Jakob Hoydis
Dr. Jakob Hoydis, Ph.D.
Principal Research Scientist, NVIDIA Corporation, Paris, France
Jakob Hoydis is a Principal Research Scientist at NVIDIA, specializing in the intersection of machine learning and wireless communications. Previously, he led a research department at Nokia Bell Labs in France. He holds a diploma in electrical engineering from RWTH Aachen University, Germany, and a Ph.D. from Supéléc, France. Dr. Hoydis is an IEEE Fellow and an 2023-24 Distinguished Industry Speaker for the IEEE Signal Processing Society. From 2019 to 2021, he chaired the IEEE COMSOC Emerging Technology Initiative on Machine Learning for Communications and served as an Editor for the IEEE Transactions on Wireless Communications. During this period, he was also an Area Editor for the IEEE JSAC Series on Machine Learning in Communications and Networks. Dr. Hoydis has received numerous awards, including the 2019 VTG IDE Johann-Philipp-Reis Prize, the 2019 IEEE SEE Glavieux Prize, the 2018 IEEE Marconi Prize Paper Award, and the 2015 IEEE Leonard G. Abraham Prize. Additionally, he was honored with the 2018 Nokia AI Innovation Award and the Nokia France Top Inventor Awards in 2018 and 2019. He is a co-author of the textbook “Massive MIMO Networks: Spectral, Energy, and Hardware Efficiency” (2017) and one of the maintainers and core developers of Sionna, a GPU-accelerated open-source link level simulator for next-generation communication systems.

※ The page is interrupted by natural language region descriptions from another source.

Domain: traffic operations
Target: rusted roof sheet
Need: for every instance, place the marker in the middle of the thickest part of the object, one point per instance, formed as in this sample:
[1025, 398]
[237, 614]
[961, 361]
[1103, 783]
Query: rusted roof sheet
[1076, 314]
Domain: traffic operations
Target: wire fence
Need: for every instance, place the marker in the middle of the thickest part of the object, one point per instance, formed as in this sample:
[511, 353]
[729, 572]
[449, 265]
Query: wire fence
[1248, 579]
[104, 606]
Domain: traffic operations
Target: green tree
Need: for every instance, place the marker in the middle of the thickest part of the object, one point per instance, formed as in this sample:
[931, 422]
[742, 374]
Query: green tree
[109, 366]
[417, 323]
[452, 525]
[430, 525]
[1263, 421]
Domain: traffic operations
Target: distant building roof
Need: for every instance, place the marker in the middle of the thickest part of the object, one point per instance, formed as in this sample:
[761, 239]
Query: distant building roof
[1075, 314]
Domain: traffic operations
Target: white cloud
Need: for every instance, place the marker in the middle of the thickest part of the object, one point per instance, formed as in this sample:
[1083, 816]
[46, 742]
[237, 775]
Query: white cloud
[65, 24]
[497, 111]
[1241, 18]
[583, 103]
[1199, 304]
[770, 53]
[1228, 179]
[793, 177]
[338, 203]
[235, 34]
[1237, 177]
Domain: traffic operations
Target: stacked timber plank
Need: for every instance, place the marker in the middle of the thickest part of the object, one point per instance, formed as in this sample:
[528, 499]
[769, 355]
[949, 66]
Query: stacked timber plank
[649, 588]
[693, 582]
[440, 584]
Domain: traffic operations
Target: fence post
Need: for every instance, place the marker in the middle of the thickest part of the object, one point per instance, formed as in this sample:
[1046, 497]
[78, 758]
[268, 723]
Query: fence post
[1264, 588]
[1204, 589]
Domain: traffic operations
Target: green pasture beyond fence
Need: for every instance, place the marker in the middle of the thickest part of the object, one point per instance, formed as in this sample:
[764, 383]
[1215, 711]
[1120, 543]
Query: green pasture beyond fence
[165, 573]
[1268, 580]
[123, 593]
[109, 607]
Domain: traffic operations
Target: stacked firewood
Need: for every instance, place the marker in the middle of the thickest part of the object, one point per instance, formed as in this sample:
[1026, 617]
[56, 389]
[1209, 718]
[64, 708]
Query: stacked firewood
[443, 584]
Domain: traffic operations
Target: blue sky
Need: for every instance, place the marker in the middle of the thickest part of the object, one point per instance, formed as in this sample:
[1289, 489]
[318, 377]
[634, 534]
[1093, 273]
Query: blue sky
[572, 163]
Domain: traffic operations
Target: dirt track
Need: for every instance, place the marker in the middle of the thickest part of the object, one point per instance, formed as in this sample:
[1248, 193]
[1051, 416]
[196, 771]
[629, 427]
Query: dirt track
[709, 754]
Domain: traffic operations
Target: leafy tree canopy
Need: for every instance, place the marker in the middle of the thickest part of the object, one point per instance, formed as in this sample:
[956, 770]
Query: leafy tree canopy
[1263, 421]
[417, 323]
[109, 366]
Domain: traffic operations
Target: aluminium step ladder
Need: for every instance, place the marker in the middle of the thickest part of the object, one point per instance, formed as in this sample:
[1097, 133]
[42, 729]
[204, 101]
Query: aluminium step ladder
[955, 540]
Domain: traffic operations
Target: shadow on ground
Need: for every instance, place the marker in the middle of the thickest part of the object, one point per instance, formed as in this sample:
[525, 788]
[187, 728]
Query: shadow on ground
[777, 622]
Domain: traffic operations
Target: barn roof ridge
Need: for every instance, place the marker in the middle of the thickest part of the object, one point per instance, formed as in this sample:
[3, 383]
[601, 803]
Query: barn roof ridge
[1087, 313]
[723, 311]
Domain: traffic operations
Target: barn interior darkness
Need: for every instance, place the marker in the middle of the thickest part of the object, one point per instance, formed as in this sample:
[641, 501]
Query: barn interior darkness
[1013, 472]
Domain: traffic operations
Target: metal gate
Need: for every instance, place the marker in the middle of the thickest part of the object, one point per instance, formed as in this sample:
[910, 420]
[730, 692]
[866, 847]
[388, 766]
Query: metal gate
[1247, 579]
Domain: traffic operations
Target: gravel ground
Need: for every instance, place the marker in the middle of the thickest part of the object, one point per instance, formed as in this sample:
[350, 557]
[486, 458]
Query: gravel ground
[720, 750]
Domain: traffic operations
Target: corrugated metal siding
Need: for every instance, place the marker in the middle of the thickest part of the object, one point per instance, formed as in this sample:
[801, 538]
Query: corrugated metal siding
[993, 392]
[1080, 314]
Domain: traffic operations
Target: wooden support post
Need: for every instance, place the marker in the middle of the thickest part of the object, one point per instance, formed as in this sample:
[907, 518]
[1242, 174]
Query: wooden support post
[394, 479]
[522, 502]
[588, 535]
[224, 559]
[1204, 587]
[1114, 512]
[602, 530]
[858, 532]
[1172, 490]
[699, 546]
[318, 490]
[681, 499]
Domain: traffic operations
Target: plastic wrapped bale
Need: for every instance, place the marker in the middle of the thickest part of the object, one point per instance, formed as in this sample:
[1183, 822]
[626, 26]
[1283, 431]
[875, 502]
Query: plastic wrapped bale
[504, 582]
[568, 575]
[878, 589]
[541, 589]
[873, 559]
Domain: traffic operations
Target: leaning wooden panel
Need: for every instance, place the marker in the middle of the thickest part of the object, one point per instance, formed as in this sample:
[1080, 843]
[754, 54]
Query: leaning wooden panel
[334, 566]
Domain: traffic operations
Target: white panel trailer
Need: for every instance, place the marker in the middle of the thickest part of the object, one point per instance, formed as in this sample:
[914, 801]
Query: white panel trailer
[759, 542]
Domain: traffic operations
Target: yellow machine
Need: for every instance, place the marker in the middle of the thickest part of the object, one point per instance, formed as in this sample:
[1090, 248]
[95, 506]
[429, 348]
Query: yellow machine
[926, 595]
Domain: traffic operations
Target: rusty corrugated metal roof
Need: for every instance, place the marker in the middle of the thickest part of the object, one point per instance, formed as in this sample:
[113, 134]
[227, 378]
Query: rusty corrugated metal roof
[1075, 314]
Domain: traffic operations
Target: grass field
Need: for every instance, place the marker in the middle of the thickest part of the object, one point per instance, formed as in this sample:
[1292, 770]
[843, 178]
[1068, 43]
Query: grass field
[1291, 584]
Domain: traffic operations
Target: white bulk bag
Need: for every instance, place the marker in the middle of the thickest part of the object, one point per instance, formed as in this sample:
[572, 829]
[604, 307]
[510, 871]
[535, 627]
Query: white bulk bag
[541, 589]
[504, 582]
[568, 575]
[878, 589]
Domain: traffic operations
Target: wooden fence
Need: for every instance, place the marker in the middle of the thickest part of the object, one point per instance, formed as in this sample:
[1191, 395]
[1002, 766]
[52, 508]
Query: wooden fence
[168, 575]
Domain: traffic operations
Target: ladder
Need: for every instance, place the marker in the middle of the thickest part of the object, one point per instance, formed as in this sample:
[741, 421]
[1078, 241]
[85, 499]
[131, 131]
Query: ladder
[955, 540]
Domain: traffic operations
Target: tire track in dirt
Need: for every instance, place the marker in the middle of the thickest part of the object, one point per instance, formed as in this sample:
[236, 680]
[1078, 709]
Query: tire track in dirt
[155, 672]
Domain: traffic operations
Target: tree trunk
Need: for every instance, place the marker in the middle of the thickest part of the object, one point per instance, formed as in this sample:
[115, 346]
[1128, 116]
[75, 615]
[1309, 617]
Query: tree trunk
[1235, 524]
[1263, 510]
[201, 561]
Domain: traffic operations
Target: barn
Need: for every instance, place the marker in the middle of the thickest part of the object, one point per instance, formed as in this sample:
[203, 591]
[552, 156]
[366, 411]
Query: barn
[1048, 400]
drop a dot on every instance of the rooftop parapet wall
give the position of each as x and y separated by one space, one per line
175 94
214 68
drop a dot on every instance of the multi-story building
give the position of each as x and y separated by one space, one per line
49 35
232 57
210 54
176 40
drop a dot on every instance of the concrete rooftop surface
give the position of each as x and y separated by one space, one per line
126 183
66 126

How Differentiable Simulation is Driving AI Innovation in Communication Systems
Abstract: Modern AI advancements are driven by automatic differentiation frameworks that enable the hardware-accelerated computation of gradients of intricate functions such as large neural networks. We will explore the application of such frameworks in building simulators of communication systems that are differentiable with respect to the parameters of their components, ranging from signal processing blocks to models for radio wave propagation. This capability enables not only the end-to-end optimization of communication systems for specific environments but also the calibration of these simulators using measured data. The latter aspect is essential for the development of digital twin networks, which will form the foundation of future communication technology.